# Northeast Regional #67



## Nicole Rocco (Jul 17, 2015)

In a couple weeks I will be going from New Haven to Philadelphia in the overnight train 67. Because I'm hopping in New Haven at 1230am, am I going to have difficulty finding a seat? I know during the day it can be a little hairy sometimes but I've never taken an overnight train. Oh, it will also be On Friday in the very early morning. thank you!


----------



## Bob Dylan (Jul 17, 2015)

You may want to consider booking a Business Class seat instead of Coach.

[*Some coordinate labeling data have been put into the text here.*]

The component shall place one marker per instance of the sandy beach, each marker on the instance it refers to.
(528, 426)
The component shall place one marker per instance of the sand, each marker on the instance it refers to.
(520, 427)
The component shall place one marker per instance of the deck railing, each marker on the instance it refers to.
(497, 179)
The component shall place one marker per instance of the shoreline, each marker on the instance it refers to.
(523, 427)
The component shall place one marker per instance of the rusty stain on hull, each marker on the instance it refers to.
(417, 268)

Although all seats are Reserved on NEC Regionals, they only sell tickets for the Number of Seats in the Business Class car.

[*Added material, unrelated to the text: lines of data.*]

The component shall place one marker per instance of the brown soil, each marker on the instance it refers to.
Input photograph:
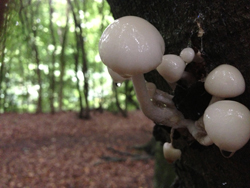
(60, 150)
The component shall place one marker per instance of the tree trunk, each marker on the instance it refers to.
(81, 48)
(226, 39)
(62, 61)
(53, 59)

Normally they run an Amfleet Combo Cafe/ Biz Class car with 2x1 seating but lately, due to track work between Boston and Albany, have been using a full Amfleet 60 Seat Car with a separate Cafeteria Car.

You shouldn't have any problem getting a seat, the train usually empties out @ NYP, then passengers board going to PHL,WIL,BAL,WAS and points South.

Be sure and take a lite blanket, travel pillow and ear plugs if you're a light sleeper. The Cafe Car should be open except when in the Station @_NYP.


----------



## Triley (Jul 18, 2015)

The train will likely be maybe say...60% full at the most. Especially midweek. You may even be lucky enough to get a pair of seats to yourself.


----------